Radioactivity and medicine
A lifetime of exposure to high levels of radioactivity eventually killed Marie Curie. Her notebooks are still too radioactive to handle safely. But radioactivity is used routinely and very effectively in medicine to cure disease. So how does that work? Chris Smith was joined by cancer specialist Tom Roques, from the Norfolk and Norwich University Hospital...
Tom - So I guess you could think of radioactivity as lots of tiny bullets of energy which can go through the body's tissues. And they can damage the DNA, the life code inside cells. If they damage them a lot, that cell can die, and we use that in medicine with radiotherapy. But if the damage is more minor then you can get mutations in the DNA and those mutations over time can add up and cause cancer.
Chris - And are any particular parts of the body vulnerable? Or is there any part of the body susceptible to this happening?
Tom - So the parts of the body that are more susceptible to damage from radiation are the parts where the cells are growing quickly. So again, with the radiotherapy that we use, the tissues that tend to have more side effects from radiation are things like your mouth and your gut, where the cells are growing and dividing all the time; rather than parts like your brain, which tend to be fairly stable.
Chris - And so it's the fact that cells which are dividing are susceptible to being damaged by the radiation: that's why you can actually turn this around and say, rather than worrying about it causing cancer, if someone's already got cancer, you can use the vulnerability of fast growing cells to hit them with a dose of radiation and kill them?
Tom - We use the fact that cancer cells tend to be growing more quickly than normal cells. So in normal cells, the DNA is packaged away very safely and tightly inside the nucleus of the cell, so it can't be hit by these bullets of energy that the radiotherapy gives. Whereas cancer cells, their DNA is outside being divided and grown, and that makes them more sensitive to the radiation.
Chris - When you use radiation therapeutically in this way, what sort of radioactivity do you use? What's the source?
Tom - So I guess that's the other difference between now and the radiation that the Curies were using. They were using naturally occurring radiation, which you can't turn on and off. Now in hospitals we use a machine called a linear accelerator, which is about two million pounds worth of high-technology kit with a generator of particles that hits a tungsten target, and its that that produces the energy of radiotherapy; but you can turn it on and off. So when the machine is off, it's perfectly safe to go into the room, and when it's on, only the person in the line of the beam is actually affected by the radiation.
Chris - So you zap a person's cancer, if you know where it is, with a dose of radiotherapy to destroy the cells, hopefully. But why doesn't that radiation then damage more healthy tissue and cause the person to have more new cancers?
Tom - So it does damage that healthy tissue, but to a lesser extent. And over the years, doctors have learned ways of minimising the damage to the normal parts of the body, while maximising the damage to the cancer.

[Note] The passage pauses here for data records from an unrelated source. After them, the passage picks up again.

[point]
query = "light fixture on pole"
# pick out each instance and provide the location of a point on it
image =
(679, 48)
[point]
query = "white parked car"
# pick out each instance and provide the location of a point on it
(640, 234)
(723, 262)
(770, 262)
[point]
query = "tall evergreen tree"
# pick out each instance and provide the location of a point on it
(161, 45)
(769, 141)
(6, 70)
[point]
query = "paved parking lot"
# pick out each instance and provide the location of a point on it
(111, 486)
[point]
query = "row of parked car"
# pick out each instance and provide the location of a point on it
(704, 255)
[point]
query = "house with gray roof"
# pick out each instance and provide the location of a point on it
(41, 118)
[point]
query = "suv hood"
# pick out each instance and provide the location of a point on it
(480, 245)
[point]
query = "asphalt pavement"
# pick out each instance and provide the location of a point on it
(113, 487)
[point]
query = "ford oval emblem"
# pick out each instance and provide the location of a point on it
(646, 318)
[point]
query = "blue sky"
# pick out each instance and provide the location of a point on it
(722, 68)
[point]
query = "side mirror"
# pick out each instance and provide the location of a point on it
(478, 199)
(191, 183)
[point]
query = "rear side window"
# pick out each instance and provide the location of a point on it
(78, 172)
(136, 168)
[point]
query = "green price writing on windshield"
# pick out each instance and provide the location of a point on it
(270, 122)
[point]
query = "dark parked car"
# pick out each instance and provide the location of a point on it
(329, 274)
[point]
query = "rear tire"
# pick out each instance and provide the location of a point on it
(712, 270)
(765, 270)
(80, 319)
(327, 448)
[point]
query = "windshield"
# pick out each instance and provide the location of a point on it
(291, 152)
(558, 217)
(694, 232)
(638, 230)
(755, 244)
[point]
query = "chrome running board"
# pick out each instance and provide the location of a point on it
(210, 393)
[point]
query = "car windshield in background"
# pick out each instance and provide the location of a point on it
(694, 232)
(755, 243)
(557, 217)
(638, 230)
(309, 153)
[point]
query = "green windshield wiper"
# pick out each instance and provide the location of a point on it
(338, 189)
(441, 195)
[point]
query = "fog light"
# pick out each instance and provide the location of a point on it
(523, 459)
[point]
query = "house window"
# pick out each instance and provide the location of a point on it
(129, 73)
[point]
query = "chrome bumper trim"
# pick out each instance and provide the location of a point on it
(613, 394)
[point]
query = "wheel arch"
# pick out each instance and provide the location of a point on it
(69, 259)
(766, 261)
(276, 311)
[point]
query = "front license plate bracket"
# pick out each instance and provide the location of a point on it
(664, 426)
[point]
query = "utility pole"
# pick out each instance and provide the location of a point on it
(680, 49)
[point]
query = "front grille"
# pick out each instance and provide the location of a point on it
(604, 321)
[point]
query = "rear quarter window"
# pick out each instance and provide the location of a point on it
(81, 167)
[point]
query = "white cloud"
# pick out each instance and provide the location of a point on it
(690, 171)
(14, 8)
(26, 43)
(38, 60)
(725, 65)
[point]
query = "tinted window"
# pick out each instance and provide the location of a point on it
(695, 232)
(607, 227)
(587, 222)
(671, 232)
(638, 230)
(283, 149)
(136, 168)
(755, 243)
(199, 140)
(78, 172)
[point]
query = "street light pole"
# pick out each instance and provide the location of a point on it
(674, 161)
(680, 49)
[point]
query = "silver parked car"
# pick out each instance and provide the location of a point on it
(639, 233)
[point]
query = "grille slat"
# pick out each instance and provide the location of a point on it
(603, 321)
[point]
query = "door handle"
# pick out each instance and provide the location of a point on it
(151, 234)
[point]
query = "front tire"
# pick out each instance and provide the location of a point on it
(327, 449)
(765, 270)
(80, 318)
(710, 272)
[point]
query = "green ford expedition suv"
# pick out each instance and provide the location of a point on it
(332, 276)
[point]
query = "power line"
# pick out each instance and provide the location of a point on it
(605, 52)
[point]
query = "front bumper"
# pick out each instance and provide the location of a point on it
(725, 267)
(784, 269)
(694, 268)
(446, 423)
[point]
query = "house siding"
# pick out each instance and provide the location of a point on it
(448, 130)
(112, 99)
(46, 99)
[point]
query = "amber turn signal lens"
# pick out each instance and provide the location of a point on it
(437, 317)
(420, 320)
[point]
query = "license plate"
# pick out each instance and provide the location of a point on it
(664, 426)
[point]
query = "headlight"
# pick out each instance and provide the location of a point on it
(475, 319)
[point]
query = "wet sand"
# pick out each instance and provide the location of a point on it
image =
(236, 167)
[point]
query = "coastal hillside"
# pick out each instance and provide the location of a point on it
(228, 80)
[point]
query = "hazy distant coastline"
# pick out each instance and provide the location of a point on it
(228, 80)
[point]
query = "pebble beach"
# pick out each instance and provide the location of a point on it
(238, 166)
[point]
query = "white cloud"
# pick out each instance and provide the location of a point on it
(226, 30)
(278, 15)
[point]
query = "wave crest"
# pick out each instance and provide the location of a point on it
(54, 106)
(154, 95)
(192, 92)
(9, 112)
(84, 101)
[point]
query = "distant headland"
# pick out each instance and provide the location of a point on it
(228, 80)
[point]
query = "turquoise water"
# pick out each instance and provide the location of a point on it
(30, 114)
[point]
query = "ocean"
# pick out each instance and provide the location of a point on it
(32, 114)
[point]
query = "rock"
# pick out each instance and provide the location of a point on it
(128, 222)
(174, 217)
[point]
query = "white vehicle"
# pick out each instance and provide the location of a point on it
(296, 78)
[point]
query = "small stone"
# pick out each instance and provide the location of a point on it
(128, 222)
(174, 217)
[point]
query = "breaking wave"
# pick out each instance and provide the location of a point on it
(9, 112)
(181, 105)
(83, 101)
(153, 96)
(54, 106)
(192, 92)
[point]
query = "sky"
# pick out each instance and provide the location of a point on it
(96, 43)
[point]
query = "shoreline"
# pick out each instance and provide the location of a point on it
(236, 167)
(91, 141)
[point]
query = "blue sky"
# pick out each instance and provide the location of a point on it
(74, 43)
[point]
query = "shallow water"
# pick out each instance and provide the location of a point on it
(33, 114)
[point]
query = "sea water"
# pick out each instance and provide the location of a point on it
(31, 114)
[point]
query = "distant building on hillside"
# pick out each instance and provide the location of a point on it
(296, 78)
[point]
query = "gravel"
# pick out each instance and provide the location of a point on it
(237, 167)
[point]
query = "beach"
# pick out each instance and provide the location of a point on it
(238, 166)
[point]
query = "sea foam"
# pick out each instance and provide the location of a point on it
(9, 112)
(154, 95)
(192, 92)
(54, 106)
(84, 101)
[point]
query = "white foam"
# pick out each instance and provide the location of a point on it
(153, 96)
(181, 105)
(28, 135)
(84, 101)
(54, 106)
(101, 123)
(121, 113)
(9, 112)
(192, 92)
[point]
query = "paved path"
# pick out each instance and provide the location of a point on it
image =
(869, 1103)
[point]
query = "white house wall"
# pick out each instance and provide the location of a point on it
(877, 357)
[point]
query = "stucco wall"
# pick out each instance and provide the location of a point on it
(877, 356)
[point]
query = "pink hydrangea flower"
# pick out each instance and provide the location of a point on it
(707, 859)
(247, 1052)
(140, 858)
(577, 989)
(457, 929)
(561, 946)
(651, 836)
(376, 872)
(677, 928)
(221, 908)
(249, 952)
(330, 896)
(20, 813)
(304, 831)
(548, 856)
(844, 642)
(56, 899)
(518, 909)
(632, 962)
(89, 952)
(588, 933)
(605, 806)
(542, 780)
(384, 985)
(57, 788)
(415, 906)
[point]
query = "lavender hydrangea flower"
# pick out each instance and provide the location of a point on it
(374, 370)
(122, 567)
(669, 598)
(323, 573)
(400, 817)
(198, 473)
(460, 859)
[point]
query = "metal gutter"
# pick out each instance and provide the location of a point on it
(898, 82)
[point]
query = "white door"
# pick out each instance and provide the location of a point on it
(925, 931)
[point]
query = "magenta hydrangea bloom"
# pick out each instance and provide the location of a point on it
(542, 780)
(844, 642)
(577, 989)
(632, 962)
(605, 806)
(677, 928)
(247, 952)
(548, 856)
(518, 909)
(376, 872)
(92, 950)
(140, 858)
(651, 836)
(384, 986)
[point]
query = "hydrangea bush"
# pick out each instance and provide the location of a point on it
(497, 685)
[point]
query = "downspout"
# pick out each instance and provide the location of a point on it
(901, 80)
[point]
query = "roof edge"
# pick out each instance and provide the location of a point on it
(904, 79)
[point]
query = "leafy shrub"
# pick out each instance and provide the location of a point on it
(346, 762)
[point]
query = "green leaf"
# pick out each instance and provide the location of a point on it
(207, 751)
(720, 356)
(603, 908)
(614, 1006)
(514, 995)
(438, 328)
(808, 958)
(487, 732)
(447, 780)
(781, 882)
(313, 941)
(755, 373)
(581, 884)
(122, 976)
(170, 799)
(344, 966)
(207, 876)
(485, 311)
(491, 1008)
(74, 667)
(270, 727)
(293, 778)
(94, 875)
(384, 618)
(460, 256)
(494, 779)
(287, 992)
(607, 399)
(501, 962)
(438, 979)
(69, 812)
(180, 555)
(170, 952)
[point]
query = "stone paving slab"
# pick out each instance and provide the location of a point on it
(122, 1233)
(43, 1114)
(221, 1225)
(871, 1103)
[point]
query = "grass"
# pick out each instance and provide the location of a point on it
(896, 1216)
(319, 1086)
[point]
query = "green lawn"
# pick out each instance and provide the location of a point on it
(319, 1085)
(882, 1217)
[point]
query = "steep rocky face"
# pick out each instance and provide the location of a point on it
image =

So for example, most of the time when we're trying to cure cancer, we give radiotherapy in lots of little repeated doses over a number of weeks, with the hope that the normal cells are better at repairing damage to their DNA and so can recover overnight, if you like, whereas the cancer cells tend to die more easily.
Chris - Is the same true therefore when we use a degree of radiation exposure to do imaging? I'm thinking things like X-rays and CT scans, we're using a dose that's useful to us in terms of imaging the person but not sufficiently large that we're going to cause a big increase in risk of them actually getting a cancer.
Tom - Yeah, so the energy that we use for imaging is much less than for radiotherapy because you're not trying to kill any of the cells or to damage them at all. So the energies that we use are much less, but every dose of radiation we gave - whether that's an X-ray or a CT scan - does give some radiation, which in theory could cause damage at a very low level in cells. So doctors always try to minimise the dose of radiation that we need and not put people through scans that they don't need.
Chris - And how else can we actually use radiation in order to image? Because obviously people will be familiar with things like a chest X-ray, or going in a CT scanner, the thing that looks a bit like a doughnut; but what other measures and mechanisms have doctors like you got at your disposal?
Tom - So I guess the most exciting change in the last 10 years or so has been things like PET scans. So a CT scan will give you a 3D picture of the inside of your body in different shades of grey, but it doesn't tell you what the tissues inside the body are doing. We use the fat that cells that are growing and dividing need sugars like glucose in order to grow, and if you give someone some glucose and make it radioactive, you can detect where that glucose is going, and show up in different colours where areas of cancer are. So that enables us to find cancer where we couldn't otherwise see it.